In bone marrow transplantation, the degree of matching is assessed using multilocus genotypes at a set of protein variants encoded by the genes of the human leukocyte antigen (HLA) system on chromosome 6. The HLA system contains six highly polymorphic loci whose alleles determine the core of an individual HLA multilocus genotype and that are generally matched for bone marrow transplantation. The number of alleles at highly polymorphic HLA loci can run into the thousands, and as of 2014, the database of HLA alleles (Robinson et al. 2013) records more than ∼12,000 distinct alleles across the six major genes. An already large number of potential types at each locus increases to tens or hundreds of millions as multilocus types are considered to ensure a lower chance for rejection.
Owing to the fact that HLA alleles are codominantly expressed, the aim in transplantation matching is to match as many alleles as possible between donor and recipient. Close genetic relatives of a potential recipient have the greatest match probability because a recipient and a relative share a substantial fraction of their genomes identically by descent. Given the high genetic diversity that exists in the HLA system, however, the probability is low that two unrelated individuals would match perfectly at important loci.
Unlike the setting of forensic familial identification, in which low genetic diversity generates problematic false-positive matches, the challenge of transplantation matching is exacerbated by high diversity in the population to which the recipient belongs: a population with high levels of HLA genetic diversity will possess a large number of HLA multilocus combinations. Each unique combination then appears at a lower frequency, and the probability that any given pair of individuals has an exact HLA match is reduced. Conversely, a population that is more homogeneous at the HLA loci has fewer unique combinations, and the chance of a match for a random pair of individuals is increased.
In the United States, the National Marrow Donor Program (NMDP) registry contains HLA profiles of millions of potential donors, each of whom can be queried if a matching recipient is in need of a donation. In parallel with the analysis of forensic profiles by Rohlfs et al. (2012), analyses of NMDP profiles identify an effect of population differences in genetic diversity on match probabilities for HLA (Cao et al. 2001). They also illustrate the interaction between genetic diversity and social phenomena in influencing the probability that a match exists for potential recipients from each of a series of populations.

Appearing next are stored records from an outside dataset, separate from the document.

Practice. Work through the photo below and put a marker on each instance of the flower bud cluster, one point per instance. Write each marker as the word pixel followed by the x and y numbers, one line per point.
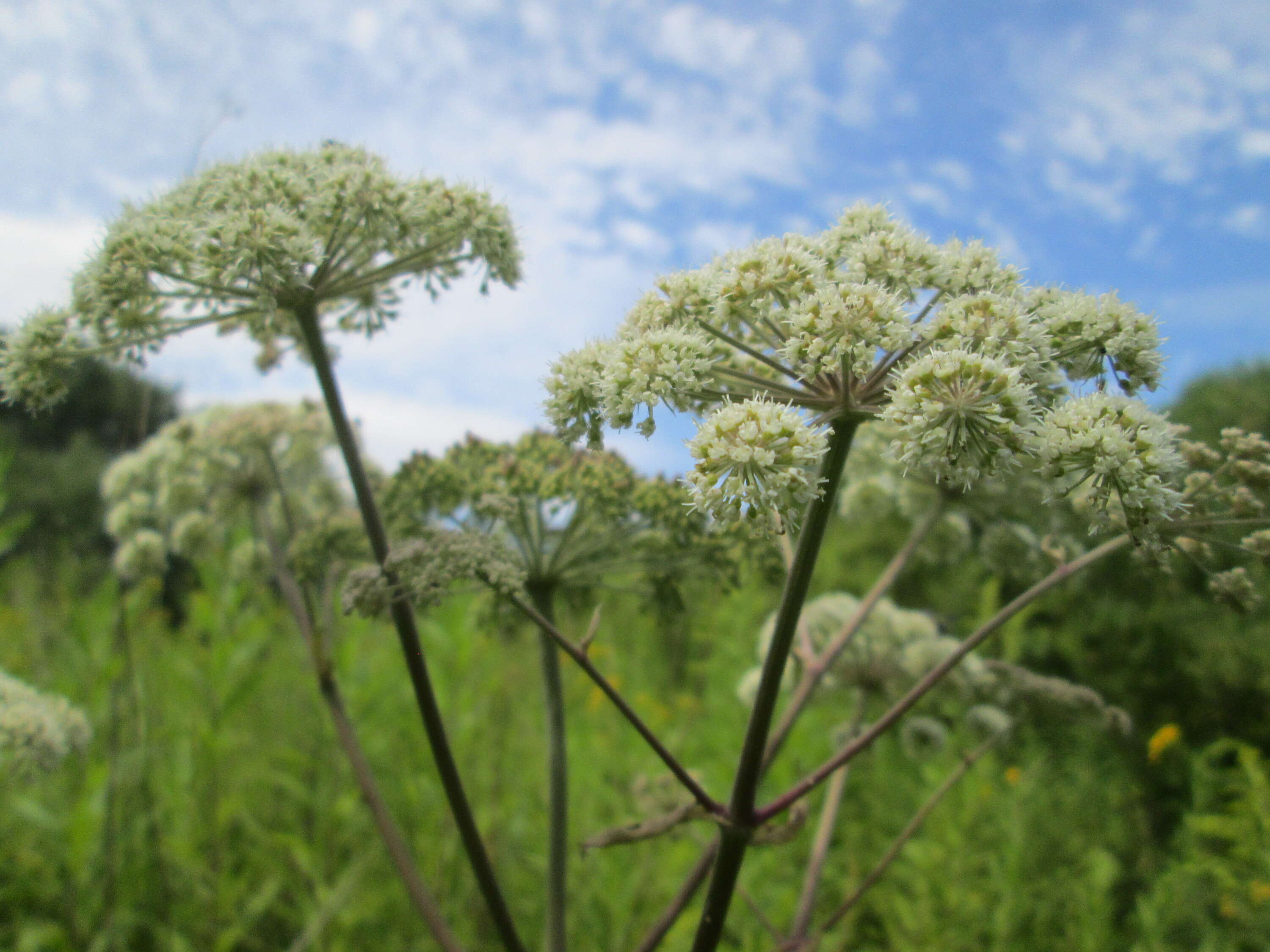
pixel 962 415
pixel 193 485
pixel 566 516
pixel 1123 450
pixel 37 730
pixel 246 245
pixel 425 569
pixel 37 358
pixel 757 464
pixel 845 327
pixel 896 647
pixel 667 366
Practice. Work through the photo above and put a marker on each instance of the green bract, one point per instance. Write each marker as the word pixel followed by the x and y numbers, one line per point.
pixel 243 245
pixel 864 320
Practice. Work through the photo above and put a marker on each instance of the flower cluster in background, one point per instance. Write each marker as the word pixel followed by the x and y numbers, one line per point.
pixel 37 730
pixel 197 483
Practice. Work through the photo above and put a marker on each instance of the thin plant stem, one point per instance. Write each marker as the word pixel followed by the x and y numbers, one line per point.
pixel 734 836
pixel 820 853
pixel 671 914
pixel 769 926
pixel 814 672
pixel 328 686
pixel 901 707
pixel 910 831
pixel 580 657
pixel 558 777
pixel 408 635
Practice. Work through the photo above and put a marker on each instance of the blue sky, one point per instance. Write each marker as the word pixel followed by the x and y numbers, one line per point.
pixel 1098 144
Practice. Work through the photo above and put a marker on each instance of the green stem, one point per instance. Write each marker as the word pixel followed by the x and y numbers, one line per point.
pixel 408 634
pixel 734 836
pixel 558 775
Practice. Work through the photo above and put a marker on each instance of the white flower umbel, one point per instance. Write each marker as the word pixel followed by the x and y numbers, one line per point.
pixel 1127 451
pixel 898 259
pixel 999 327
pixel 971 268
pixel 961 415
pixel 660 367
pixel 756 465
pixel 257 244
pixel 844 327
pixel 855 225
pixel 37 360
pixel 37 730
pixel 768 275
pixel 1090 333
pixel 573 402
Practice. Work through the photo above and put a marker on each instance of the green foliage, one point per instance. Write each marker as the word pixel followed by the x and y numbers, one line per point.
pixel 1215 894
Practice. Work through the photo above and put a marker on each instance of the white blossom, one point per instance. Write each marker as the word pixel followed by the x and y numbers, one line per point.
pixel 1127 451
pixel 900 261
pixel 756 464
pixel 961 415
pixel 660 367
pixel 37 730
pixel 1089 333
pixel 574 398
pixel 999 327
pixel 972 268
pixel 844 327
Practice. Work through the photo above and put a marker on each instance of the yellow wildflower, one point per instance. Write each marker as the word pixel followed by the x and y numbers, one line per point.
pixel 1161 740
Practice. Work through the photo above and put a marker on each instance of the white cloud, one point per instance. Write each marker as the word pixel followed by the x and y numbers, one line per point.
pixel 865 73
pixel 1255 144
pixel 596 124
pixel 1107 198
pixel 37 259
pixel 1249 220
pixel 1169 92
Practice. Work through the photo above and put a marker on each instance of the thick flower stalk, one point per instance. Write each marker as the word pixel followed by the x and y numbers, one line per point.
pixel 200 485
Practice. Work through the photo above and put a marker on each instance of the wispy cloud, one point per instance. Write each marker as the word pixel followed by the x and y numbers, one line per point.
pixel 1165 93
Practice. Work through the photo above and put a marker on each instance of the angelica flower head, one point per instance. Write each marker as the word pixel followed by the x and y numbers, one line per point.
pixel 844 327
pixel 757 464
pixel 188 488
pixel 1124 450
pixel 37 358
pixel 252 244
pixel 566 516
pixel 666 366
pixel 1091 333
pixel 37 730
pixel 865 322
pixel 961 415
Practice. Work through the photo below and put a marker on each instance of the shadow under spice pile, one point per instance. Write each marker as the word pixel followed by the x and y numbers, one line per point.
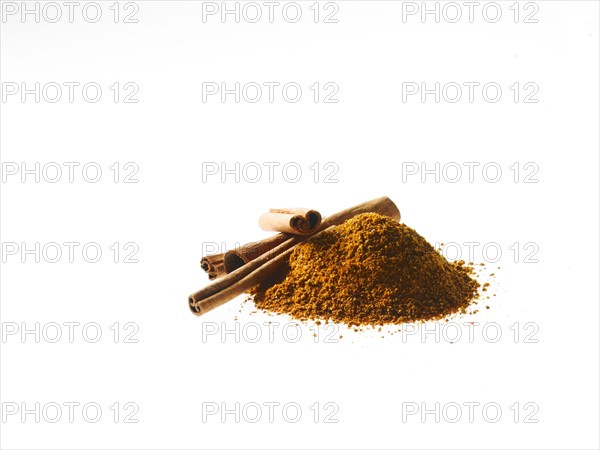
pixel 371 270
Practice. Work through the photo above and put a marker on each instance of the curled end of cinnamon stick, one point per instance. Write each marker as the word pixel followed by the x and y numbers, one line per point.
pixel 194 305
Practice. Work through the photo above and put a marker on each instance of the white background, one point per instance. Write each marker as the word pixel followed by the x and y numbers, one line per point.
pixel 369 134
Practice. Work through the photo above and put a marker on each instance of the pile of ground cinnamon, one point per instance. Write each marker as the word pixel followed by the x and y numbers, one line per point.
pixel 371 270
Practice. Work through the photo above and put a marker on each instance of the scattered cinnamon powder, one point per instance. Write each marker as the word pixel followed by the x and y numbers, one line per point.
pixel 371 270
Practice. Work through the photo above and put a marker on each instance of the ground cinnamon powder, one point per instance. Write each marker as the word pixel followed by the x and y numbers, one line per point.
pixel 371 270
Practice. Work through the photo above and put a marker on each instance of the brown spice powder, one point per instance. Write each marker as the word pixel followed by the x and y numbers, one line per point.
pixel 371 270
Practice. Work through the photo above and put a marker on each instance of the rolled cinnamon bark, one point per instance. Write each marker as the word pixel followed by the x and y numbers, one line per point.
pixel 292 221
pixel 262 268
pixel 214 265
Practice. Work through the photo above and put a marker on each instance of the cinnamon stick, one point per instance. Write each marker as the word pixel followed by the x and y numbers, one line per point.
pixel 292 220
pixel 263 267
pixel 214 265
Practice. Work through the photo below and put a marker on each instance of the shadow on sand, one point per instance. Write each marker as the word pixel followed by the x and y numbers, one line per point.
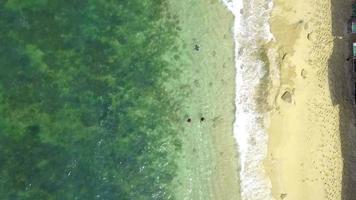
pixel 341 85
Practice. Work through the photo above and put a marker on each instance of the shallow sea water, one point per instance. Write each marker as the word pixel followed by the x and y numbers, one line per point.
pixel 83 112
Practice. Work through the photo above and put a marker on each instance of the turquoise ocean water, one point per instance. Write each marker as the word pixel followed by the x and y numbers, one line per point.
pixel 83 113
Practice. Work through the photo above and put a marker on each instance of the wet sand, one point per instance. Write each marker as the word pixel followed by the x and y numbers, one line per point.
pixel 311 122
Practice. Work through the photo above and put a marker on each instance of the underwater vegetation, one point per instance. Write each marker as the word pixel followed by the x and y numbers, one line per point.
pixel 83 110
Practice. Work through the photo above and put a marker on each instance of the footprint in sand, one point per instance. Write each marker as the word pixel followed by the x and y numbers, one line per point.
pixel 287 97
pixel 303 73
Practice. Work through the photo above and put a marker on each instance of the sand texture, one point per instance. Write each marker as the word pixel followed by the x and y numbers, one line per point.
pixel 310 97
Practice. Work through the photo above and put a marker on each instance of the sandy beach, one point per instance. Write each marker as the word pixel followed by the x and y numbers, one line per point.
pixel 311 108
pixel 208 167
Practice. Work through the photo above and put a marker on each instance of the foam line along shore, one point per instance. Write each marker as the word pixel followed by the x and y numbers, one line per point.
pixel 251 34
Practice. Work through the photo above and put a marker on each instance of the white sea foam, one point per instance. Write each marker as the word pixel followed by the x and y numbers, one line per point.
pixel 251 31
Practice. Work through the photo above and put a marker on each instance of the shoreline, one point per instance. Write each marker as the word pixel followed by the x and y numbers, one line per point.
pixel 305 158
pixel 208 164
pixel 251 35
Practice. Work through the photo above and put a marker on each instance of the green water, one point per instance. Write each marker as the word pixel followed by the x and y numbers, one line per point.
pixel 83 110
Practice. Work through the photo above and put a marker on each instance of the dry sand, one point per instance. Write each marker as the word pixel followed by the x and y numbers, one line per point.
pixel 208 168
pixel 310 115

An investigation by Bergstrom et al. (2009) highlights the key issues. Using NMDP three-locus genotype frequencies reported by Mori et al. (1997), Bergstrom et al. (2009) computed the theoretical match probabilities for pairs of HLA profiles drawn from each of five populations. High-diversity African Americans, with their high fraction of African ancestry at the source of the serial founder expansion (Figure 2), had the lowest theoretical match probability, a value substantially lower than in the other groups. In increasing order, the match probabilities were greater in the Hispanic and Asian-American populations and greatest in white and Native American groups. Although the groups studied by Bergstrom et al. (2009) and Rohlfs et al. (2012) do not align exactly (nor do they align with the indigenous groups in the global characterization of genetic diversity in Figure 2), the pattern of decreasing transplantation match probabilities largely reverses the sequence describing increasing numbers of false-positive matches in familial identification. Similar general patterns are observed when considering theoretical match probabilities between recipient HLA profiles chosen from one population and donor profiles chosen from another.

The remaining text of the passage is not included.